Background
As has been stated in the answer you linked to, the propagation of light from the pupil of an imaging system to the image plane can be modeled by a very close approximation called Fraunhofer Diffraction.
$$ U(x,y) \propto \int\int u(\xi, \eta) e^{-i\frac{2\pi}{\lambda z}(x\xi+y\eta)} d\xi d\eta $$
where $\xi$ and $\eta$ are the x- and y- coordinates in the pupil plane, $u(\xi, \eta)$ is the optical field in the pupil plane, and $U$ is the optical field in the image plane.
Under the substitutions
$$ \begin{eqnarray}
\mathcal{f}_x &= &\frac{x}{\lambda z} \\
\mathcal{f}_y &= &\frac{y}{\lambda z} \\
\end{eqnarray} $$
Fraunhoffer diffraction is simply a Fourier transform (FT). Thus it is easier to write:
$$ U(x,y) \propto \mathcal{F}\left[ u(\xi,\eta) \right] $$
where $\mathcal{F}$ will represent the FT, including the necessary scale factors and substitutions mentioned.

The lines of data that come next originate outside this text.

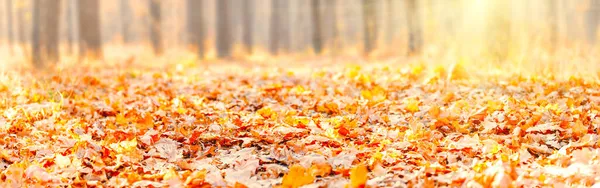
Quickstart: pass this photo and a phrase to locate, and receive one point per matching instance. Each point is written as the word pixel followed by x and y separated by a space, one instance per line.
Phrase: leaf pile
pixel 335 127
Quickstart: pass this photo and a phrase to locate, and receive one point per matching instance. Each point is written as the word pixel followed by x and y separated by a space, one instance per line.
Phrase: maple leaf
pixel 297 176
pixel 359 176
pixel 412 105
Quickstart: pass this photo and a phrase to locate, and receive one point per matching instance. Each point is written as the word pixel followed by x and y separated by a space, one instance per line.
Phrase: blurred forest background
pixel 46 31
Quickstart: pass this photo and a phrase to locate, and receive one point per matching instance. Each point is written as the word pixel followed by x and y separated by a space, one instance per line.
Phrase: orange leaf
pixel 359 176
pixel 296 177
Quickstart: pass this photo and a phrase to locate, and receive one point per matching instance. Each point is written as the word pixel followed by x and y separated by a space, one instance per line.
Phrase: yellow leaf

A property of the FT important for this discussion is called Convolution Theorem. In terms relevant to this answer, this theorem states that the multiplication of two patterns in the pupil of the lens is equivalent to the convolution of the FT of those patterns in the image plane. We can write this as:
$$ \mathcal{F}\left[ u(\xi,\eta) \right] \otimes \mathcal{F}\left[ p(\xi,\eta) \right] \propto \mathcal{F}\left[ u(\xi,\eta) \times p(\xi,\eta) \right] $$
or
$$ U(x, y) \otimes P(x,y) \propto \mathcal{F}\left[ u(\xi,\eta) \times p(\xi,\eta) \right]$$
where $P(x,y)$ is the FT of the pupil function $p(\xi,\eta)$, and $\otimes$ is the convolution operator.
Answer
So how does this apply in the case of a camera lens? Well, in the pupil of a camera lens, there is some optical field -- i.e. some pattern of light on its way to the image plane. Keep in mind that it is not yet a clearly focused image, but an optical field which will become an image by the time it arrives at the image sensor. Also in this plane is the aperture stop, which blocks some of the light. This aperture stop can be considered as a function which is multiplied by the light field on its way through the pupil. It multiplies the incoming filed by 1 where there aperture is clear, and by 0 where light is blocked. In other words:
$$ p = \left\{
\begin{array}{rl}
1 & \text{where the aperture is clear} \\
0 & \text{where the aperture blocks light}
\end{array} \right. $$
So, based on the background given above, we know that the image we see will be the convolution of the ideal image $U$ with the FT of the pupil function, $P$. This will make bright light sources in the image take on the shape of the FT of the pupil function, which is why $P$ is typically called the point spread function (PSF) of the camera lens*.
So what does $P$ look like? The exact computation of the necessary FT is messy and complicated, but there is a basic rule of thumb which provides a good qualitative description of the FT of some basic shapes:
Sharp edges in the input to the FT are represented by bright streaks in the output, with the orientation of the streak being perpendicular to the edge which produced it.
So, a triangular aperture has 3 sharp edges, and therefore the resulting PSF has 3 streaks, which produces a 6-pointed star. In the images below you can see an example in which I have produced a triangular shape to represent the lens aperture, and the resulting PSF:
In the (more realistic) case of a hexagonal aperture, there will technically be 6 streaks, but because the opposite sides of a hexagon are parallel to each other, the streaks in the PSF will be in parallel pairs, so they will overlap and you will only see 3 distinct streaks in the image.
*This is only true in the case where the lens is optically perfect. In reality, aberrations in the optics also contribute to the PSF, but a description of that is beyond the scope of this answer.